Une petite victoire donc pour Aïcha qui rappelle que la loi handicap de 2005 oblige les structures d’accueil comme les établissements scolaires à accepter les enfants porteurs de handicap.

Mais cette loi se heurte à un manque de candidats.

Des centaines de familles aquitaines manquent d’un accompagnant pour leur enfant. 

 

Derrière ce manque c’est tout le système de l’inclusion qui révèle ses failles.

Fin août, juste avant la rentrée, la Défenseur des droits Claire Hédon, a alerté l'Etat concernant le manque d’AESH, dans un rapport qui pointe de nombreux dysfonctionnements de l'école dite « inclusive ».

 

Un salaire peu attractif pour les AESH

Malgré une revalorisation début 2022 la grande majorité des AESH ont des contrats de 24h/semaine, pour 800 euros par mois.

Ils sont pour la plupart en poste dans plusieurs établissements parfois éloignés les uns des autres.

Le rapport pointe par extension les difficultés du temps périscolaire, comme la cantine, où les intervenants sont rémunérés par les collectivités locales.

Des AESH seraient partantes pour couvrir le temps périscolaire mais on affecte quelqu'un d'autre car cela ne dépend pas du même budget et des mêmes acteurs, au détriment de l'intérêt supérieur de l'enfant qui a besoin de stabilité.

Claire Hédon, défenseur des droits

Une formation professionnelle pas au niveau

Le rapport de la Défenseure des droits recommande aussi une meilleure formation et une évaluation systématique des compétences des AESH. 

« Les accompagnants sont souvent contraints de se former eux-mêmes sur le terrain auprès des enfants et par leurs propres moyens ».

 

Un manque de formation des accompagnants, qui prive les parents  d'un appui éclairé face au handicap de leur enfant.

Maintes fois confrontée à cette impasse,  Aïcha a crée une chaine youtube et une page Facebook où elle donne des conseils autour du handicap : adapter sa maison, trouver du matériel, effectuer les démarches admiratives…

En quelques semaines, les demandes affluent.
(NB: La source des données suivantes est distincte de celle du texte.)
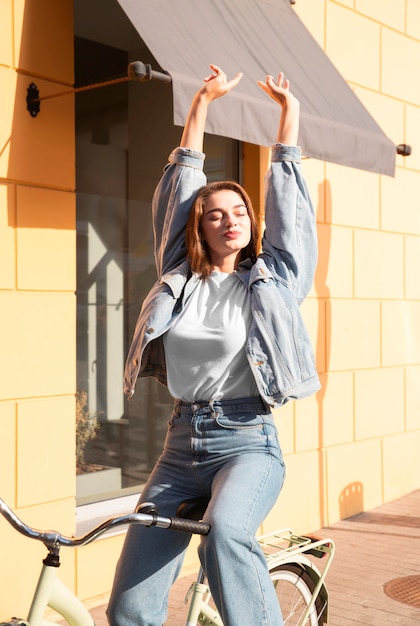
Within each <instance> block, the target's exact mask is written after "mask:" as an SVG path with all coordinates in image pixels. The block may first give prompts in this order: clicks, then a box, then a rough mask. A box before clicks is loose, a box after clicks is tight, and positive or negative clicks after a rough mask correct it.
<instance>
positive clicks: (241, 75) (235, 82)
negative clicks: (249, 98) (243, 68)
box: [229, 72, 243, 87]
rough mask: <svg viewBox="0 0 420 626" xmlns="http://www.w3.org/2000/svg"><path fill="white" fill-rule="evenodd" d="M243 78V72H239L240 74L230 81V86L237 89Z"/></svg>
mask: <svg viewBox="0 0 420 626" xmlns="http://www.w3.org/2000/svg"><path fill="white" fill-rule="evenodd" d="M242 76H243V72H238V73H237V74H236V76H234V77H233V78H232V80H230V81H229V85H230V86H231V87H236V85H237V84H238V83H239V81H240V80H241V78H242Z"/></svg>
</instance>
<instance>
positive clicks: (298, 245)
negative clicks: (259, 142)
mask: <svg viewBox="0 0 420 626" xmlns="http://www.w3.org/2000/svg"><path fill="white" fill-rule="evenodd" d="M262 249H263V256H264V258H265V260H266V263H268V264H269V265H271V266H272V267H273V268H274V270H275V272H276V273H277V274H278V276H279V277H280V278H281V279H282V280H284V281H286V282H287V284H288V286H289V288H291V289H292V290H293V291H294V292H295V296H296V299H297V300H298V302H299V303H300V302H302V301H303V299H304V298H305V297H306V295H307V294H308V292H309V290H310V289H311V286H312V282H313V279H314V274H315V269H316V263H317V256H318V243H317V233H316V219H315V211H314V207H313V205H312V202H311V198H310V196H309V192H308V189H307V186H306V182H305V180H304V178H303V175H302V170H301V164H300V149H299V148H297V147H292V146H286V145H283V144H275V145H274V146H273V147H272V157H271V167H270V169H269V171H268V172H267V175H266V189H265V232H264V237H263V243H262Z"/></svg>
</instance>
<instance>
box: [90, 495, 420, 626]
mask: <svg viewBox="0 0 420 626" xmlns="http://www.w3.org/2000/svg"><path fill="white" fill-rule="evenodd" d="M314 534H316V535H319V536H321V537H331V539H334V541H335V543H336V554H335V558H334V561H333V563H332V565H331V569H330V571H329V573H328V577H327V587H328V590H329V593H330V617H329V620H328V626H330V625H331V626H369V625H371V626H420V490H418V491H414V492H413V493H411V494H409V495H407V496H404V497H403V498H400V499H399V500H396V501H395V502H391V503H390V504H385V505H383V506H380V507H378V508H376V509H373V510H371V511H368V512H366V513H359V514H358V515H355V516H353V517H349V518H347V519H345V520H342V521H341V522H338V523H337V524H333V525H332V526H329V527H326V528H322V529H321V530H318V531H314ZM193 578H194V577H186V578H181V579H179V580H178V581H177V582H176V583H175V585H174V587H173V590H172V593H171V597H170V606H169V615H170V617H169V619H168V621H167V622H166V624H165V626H184V624H185V619H186V610H185V605H184V597H185V594H186V592H187V590H188V588H189V586H190V584H191V582H192V581H193ZM396 579H402V580H396ZM391 581H392V582H391ZM385 587H386V591H387V593H385V590H384V589H385ZM407 602H409V603H407ZM105 608H106V607H105V606H100V607H97V608H95V609H92V611H91V613H92V615H93V617H94V619H95V622H96V626H106V625H107V621H106V617H105ZM183 620H184V621H183ZM244 626H245V625H244ZM246 626H251V625H246ZM252 626H259V625H258V624H253V625H252Z"/></svg>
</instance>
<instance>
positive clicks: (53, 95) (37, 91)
mask: <svg viewBox="0 0 420 626" xmlns="http://www.w3.org/2000/svg"><path fill="white" fill-rule="evenodd" d="M152 79H154V80H160V81H162V82H164V83H169V84H170V83H172V78H171V76H170V75H169V74H168V73H167V72H158V71H156V70H153V69H152V67H151V66H150V65H149V64H146V63H142V61H133V62H132V63H129V65H128V67H127V75H126V76H120V77H118V78H112V79H110V80H105V81H101V82H99V83H93V84H91V85H84V86H82V87H73V89H67V90H66V91H62V92H60V93H55V94H51V95H48V96H42V97H41V96H40V95H39V89H38V88H37V86H36V84H35V83H31V84H30V85H29V87H28V89H27V93H26V108H27V109H28V111H29V114H30V115H31V117H36V116H37V115H38V113H39V112H40V110H41V102H42V101H43V100H50V99H52V98H58V97H60V96H66V95H69V94H74V93H80V92H81V91H89V90H92V89H98V88H99V87H108V86H109V85H116V84H118V83H125V82H127V81H129V80H135V81H137V82H139V83H144V82H147V81H149V80H152Z"/></svg>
La mère de famille se retrouve débordée. 

Ce n’est pas à moi de faire cela, ce n’est pas mon rôle. Les parents sont désespérés, ils doivent gérer leur enfant handicapé mais doivent en plus se débrouiller avec ce parcours du combattant administratif.

Aïcha Ghembaza

Aïcha est aussi contactée par des professionnels de santé, des gérants de structure ou des enseignants, qui font face à des problèmes de recrutement et de formation.

 

Le rapport évoque un besoin urgent de formation pour les enseignants car il rappelle que l'attribution d'un AESH n'est « ni un préalable, ni une condition à la scolarisation de l'élève ».

En clair, les profs doivent pouvoir accueillir des enfants en situation de handicap dans leur classe, même sans AESH. 
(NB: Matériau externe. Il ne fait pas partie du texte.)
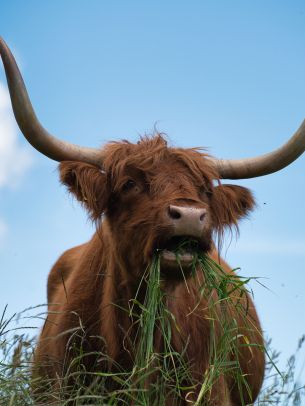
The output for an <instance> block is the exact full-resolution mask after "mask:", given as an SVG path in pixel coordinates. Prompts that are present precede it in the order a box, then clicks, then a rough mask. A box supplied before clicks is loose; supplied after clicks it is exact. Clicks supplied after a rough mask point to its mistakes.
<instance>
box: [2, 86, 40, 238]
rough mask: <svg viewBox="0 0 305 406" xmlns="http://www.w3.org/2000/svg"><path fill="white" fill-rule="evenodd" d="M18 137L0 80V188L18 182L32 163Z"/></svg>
mask: <svg viewBox="0 0 305 406" xmlns="http://www.w3.org/2000/svg"><path fill="white" fill-rule="evenodd" d="M19 137H20V135H19V134H18V128H17V125H16V123H15V118H14V115H13V112H12V108H11V103H10V97H9V93H8V90H7V87H6V86H4V85H3V84H2V83H1V82H0V188H3V187H5V186H15V185H16V184H18V181H20V179H21V177H22V176H23V175H24V173H25V171H26V170H27V169H28V168H29V167H30V165H31V163H32V156H31V153H30V151H29V149H28V148H27V147H23V146H20V144H19V142H18V138H19ZM0 224H1V223H0ZM0 227H1V226H0ZM0 232H1V228H0Z"/></svg>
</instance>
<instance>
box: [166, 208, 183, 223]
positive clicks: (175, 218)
mask: <svg viewBox="0 0 305 406" xmlns="http://www.w3.org/2000/svg"><path fill="white" fill-rule="evenodd" d="M168 215H169V217H170V218H171V219H173V220H178V219H180V218H181V213H180V212H179V211H178V210H176V209H175V208H173V207H171V206H170V207H169V208H168Z"/></svg>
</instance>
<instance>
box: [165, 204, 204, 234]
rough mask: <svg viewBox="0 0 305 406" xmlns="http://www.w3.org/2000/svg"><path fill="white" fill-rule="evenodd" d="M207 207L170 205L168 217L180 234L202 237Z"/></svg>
mask: <svg viewBox="0 0 305 406" xmlns="http://www.w3.org/2000/svg"><path fill="white" fill-rule="evenodd" d="M206 213H207V211H206V209H202V208H199V207H191V206H174V205H170V206H169V207H168V217H169V218H170V220H171V223H172V225H173V226H174V229H175V232H176V233H177V234H179V235H183V234H185V235H190V236H194V237H200V236H201V233H202V229H203V225H204V222H205V217H206Z"/></svg>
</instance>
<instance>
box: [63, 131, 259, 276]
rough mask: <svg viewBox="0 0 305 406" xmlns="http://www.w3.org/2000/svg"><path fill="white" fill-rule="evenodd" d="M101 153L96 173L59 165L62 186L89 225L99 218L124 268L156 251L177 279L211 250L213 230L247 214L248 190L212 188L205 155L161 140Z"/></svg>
mask: <svg viewBox="0 0 305 406" xmlns="http://www.w3.org/2000/svg"><path fill="white" fill-rule="evenodd" d="M103 152H104V154H105V159H104V162H103V166H102V168H100V167H97V166H94V165H90V164H84V163H80V162H62V163H61V165H60V175H61V180H62V182H63V183H64V184H65V185H66V186H68V188H69V190H70V191H71V192H72V193H73V194H74V195H75V196H76V198H77V199H78V200H80V201H81V202H82V203H83V204H84V205H85V206H86V208H87V209H88V211H89V213H90V216H91V218H92V219H93V220H100V219H101V218H102V216H103V215H104V226H105V224H106V226H107V228H108V230H109V234H110V236H109V238H111V239H112V247H114V249H116V250H117V255H118V256H119V257H120V258H123V259H124V261H125V262H126V263H127V264H128V269H130V270H134V271H138V270H140V269H142V270H143V269H145V267H146V265H147V264H148V263H149V261H150V260H151V258H152V255H153V253H154V252H155V251H156V250H160V252H161V267H162V269H163V271H164V273H165V274H166V275H168V276H171V277H175V276H178V275H180V272H179V269H180V267H181V266H182V268H183V270H187V269H190V268H191V264H192V263H193V260H194V255H195V254H196V252H197V251H198V250H200V251H201V252H202V251H204V252H207V251H209V250H210V249H211V247H212V235H213V232H220V233H221V232H222V231H223V229H224V227H225V226H229V227H231V226H237V222H238V220H239V219H240V218H242V217H244V216H246V215H247V214H248V213H249V211H250V210H251V209H252V208H253V205H254V201H253V197H252V195H251V192H250V191H249V190H248V189H246V188H243V187H240V186H234V185H221V184H220V182H216V184H215V181H217V180H218V174H217V172H216V170H215V167H214V166H213V164H212V163H211V161H210V159H209V158H208V157H207V156H206V155H205V154H203V153H201V152H199V151H197V150H195V149H179V148H169V147H168V146H167V143H166V141H165V140H164V138H163V137H162V136H161V135H156V136H154V137H152V138H142V139H141V140H140V141H139V142H138V143H137V144H131V143H128V142H119V143H111V144H108V145H107V146H106V147H105V148H104V150H103ZM178 248H179V251H178V256H177V249H178ZM177 259H178V261H177ZM176 271H178V272H176Z"/></svg>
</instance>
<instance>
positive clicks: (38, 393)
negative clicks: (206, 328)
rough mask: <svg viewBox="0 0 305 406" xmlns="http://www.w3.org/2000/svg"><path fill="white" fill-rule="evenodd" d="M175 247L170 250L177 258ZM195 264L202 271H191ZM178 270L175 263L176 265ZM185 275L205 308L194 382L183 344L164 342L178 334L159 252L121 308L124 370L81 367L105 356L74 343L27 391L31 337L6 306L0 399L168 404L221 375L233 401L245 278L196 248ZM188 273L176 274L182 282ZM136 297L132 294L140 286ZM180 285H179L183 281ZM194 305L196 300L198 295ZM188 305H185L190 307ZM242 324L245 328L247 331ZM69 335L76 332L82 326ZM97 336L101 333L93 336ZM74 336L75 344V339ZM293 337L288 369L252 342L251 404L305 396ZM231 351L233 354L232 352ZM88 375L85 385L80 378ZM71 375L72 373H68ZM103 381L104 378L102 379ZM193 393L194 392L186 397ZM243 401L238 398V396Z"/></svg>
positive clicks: (115, 402) (104, 359)
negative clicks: (42, 392) (48, 373)
mask: <svg viewBox="0 0 305 406" xmlns="http://www.w3.org/2000/svg"><path fill="white" fill-rule="evenodd" d="M179 255H180V250H179V249H178V250H177V262H178V263H179V258H180V257H179ZM196 269H197V270H198V269H200V270H201V271H202V273H201V274H200V273H198V272H195V270H196ZM181 272H182V273H183V269H182V267H181ZM191 273H192V275H191V276H190V278H197V281H196V282H197V283H196V284H197V286H198V297H199V299H200V300H201V299H205V300H206V303H207V306H208V309H207V310H208V314H209V324H210V337H209V353H210V360H209V363H208V364H209V367H208V368H207V370H206V371H203V374H202V377H201V379H200V381H198V379H197V380H194V378H193V377H192V374H191V370H190V366H189V364H188V363H187V361H186V351H187V344H186V347H185V348H184V349H183V350H182V351H181V352H177V351H176V350H175V349H174V348H173V346H172V336H173V333H175V334H177V332H179V325H178V324H177V321H176V320H175V317H174V315H173V314H172V313H171V312H170V311H169V308H168V306H167V303H168V297H167V294H166V291H165V290H164V289H163V287H164V283H163V282H164V281H163V276H162V273H161V271H160V253H158V254H156V255H155V257H154V258H153V261H152V263H151V265H150V267H149V268H148V269H147V270H146V271H145V272H144V274H143V277H142V280H141V281H140V284H139V288H138V291H137V293H136V295H135V297H134V298H133V299H132V300H130V307H129V309H121V311H125V312H127V313H128V316H129V318H130V321H131V324H132V326H133V328H134V329H135V332H136V333H135V337H134V348H133V352H134V365H133V367H132V369H131V370H124V369H122V367H121V366H120V365H116V368H115V369H113V371H112V370H111V371H106V370H96V371H95V372H89V371H86V369H85V367H84V364H85V363H84V362H83V361H84V359H85V357H87V356H93V357H94V358H96V359H98V358H99V359H104V360H107V361H109V362H112V363H113V364H115V361H114V360H109V358H108V356H107V354H104V353H91V354H87V353H84V352H83V350H82V347H81V345H80V346H79V347H78V348H75V349H74V350H75V357H74V358H73V360H72V361H71V364H70V365H67V368H66V371H67V372H66V374H65V376H64V377H62V378H61V379H59V380H57V381H56V385H54V382H52V381H51V380H50V381H46V379H44V381H43V384H44V394H43V395H40V394H39V392H37V393H36V394H35V402H34V397H33V392H35V389H33V388H35V387H39V384H40V383H39V382H34V384H33V381H32V379H33V378H32V377H31V367H32V365H31V363H32V357H33V350H34V347H35V343H36V339H35V337H31V338H29V335H28V333H26V332H22V333H20V332H19V330H10V325H11V324H12V323H13V321H14V318H12V317H8V316H7V315H6V312H5V311H4V312H3V315H2V317H1V319H0V355H1V356H0V405H17V406H19V405H20V406H21V405H22V406H23V405H32V404H39V403H40V404H48V403H49V404H57V405H72V404H75V405H88V404H94V405H105V404H107V405H121V404H122V405H124V404H126V405H130V404H134V405H136V406H138V405H139V406H142V405H143V406H144V405H147V406H148V405H149V406H150V405H164V404H165V401H166V399H168V398H170V399H171V400H172V402H173V404H177V405H178V404H179V402H180V400H183V399H187V400H189V401H190V403H192V404H195V405H205V404H208V403H207V402H208V401H207V399H209V397H210V394H211V390H212V388H213V386H214V385H215V384H217V381H218V379H219V378H220V377H221V376H229V377H231V379H233V380H234V382H235V383H236V385H237V387H238V389H239V392H240V396H241V399H243V393H245V390H246V391H249V393H251V390H250V388H249V387H248V384H247V379H246V377H245V376H244V375H243V373H242V371H241V366H240V364H239V361H238V353H239V350H240V345H243V346H249V350H250V351H251V346H253V345H255V344H253V343H251V340H249V338H248V336H249V335H250V336H251V332H252V330H253V326H252V325H249V324H247V323H248V321H247V317H246V316H247V299H246V297H247V283H248V282H249V278H242V277H240V276H239V277H238V276H236V274H235V273H234V272H232V273H226V272H225V271H224V270H223V269H222V268H221V266H219V265H218V264H217V263H215V262H214V261H213V260H212V259H211V258H209V257H208V256H206V255H201V254H198V255H197V257H196V258H195V260H194V263H193V269H192V272H191ZM188 281H189V279H188V278H187V277H186V276H185V275H184V282H182V283H185V284H187V283H188ZM143 288H144V292H145V294H144V297H142V296H141V295H140V291H143ZM186 290H187V286H186ZM198 305H199V301H198ZM195 310H196V309H193V311H195ZM232 310H234V311H235V312H236V311H237V312H238V314H239V315H240V317H242V318H243V320H244V323H245V328H244V329H243V332H240V330H239V329H238V325H237V321H236V319H235V318H234V317H232ZM247 330H248V331H249V332H250V334H248V333H247ZM74 334H78V335H79V336H80V337H81V335H82V327H81V326H80V329H79V330H78V331H76V332H74ZM100 339H101V340H102V339H103V338H102V337H101V338H100ZM78 342H80V343H81V340H79V341H78ZM303 342H304V339H303V340H301V341H300V343H299V347H298V349H297V353H296V354H295V356H294V357H293V356H292V357H291V358H290V360H289V364H288V368H287V370H286V371H284V372H282V373H281V374H280V373H279V371H278V370H277V369H276V361H277V358H278V354H277V353H275V352H272V351H271V350H269V349H266V348H260V350H261V351H264V352H266V353H267V354H268V356H269V361H268V364H267V376H266V379H265V385H264V388H263V390H262V393H261V394H260V396H259V399H258V400H257V402H256V404H257V405H268V404H270V405H287V406H288V405H291V406H297V405H301V404H302V403H301V402H302V399H303V400H305V390H304V385H301V384H299V383H298V382H297V381H296V370H297V368H296V362H295V361H296V359H297V357H298V354H299V352H300V350H301V347H302V345H303ZM232 354H233V356H232ZM88 375H90V381H89V382H90V383H88ZM71 378H73V379H71ZM109 382H110V383H111V384H109ZM194 394H196V395H194ZM243 404H244V405H246V403H245V402H243Z"/></svg>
30% d'enfants autistes scolarisés sans aucun accompagnement

En 2021, 20% des saisines du Défenseur des droits relatives aux droits de l’enfant, concernent des difficultés d’accès à l’éducation d’enfants en situation de handicap.

A la rentrée 2021, 30.140 élèves en situation de handicap étaient scolarisés en inclusion en Nouvelle-Aquitaine.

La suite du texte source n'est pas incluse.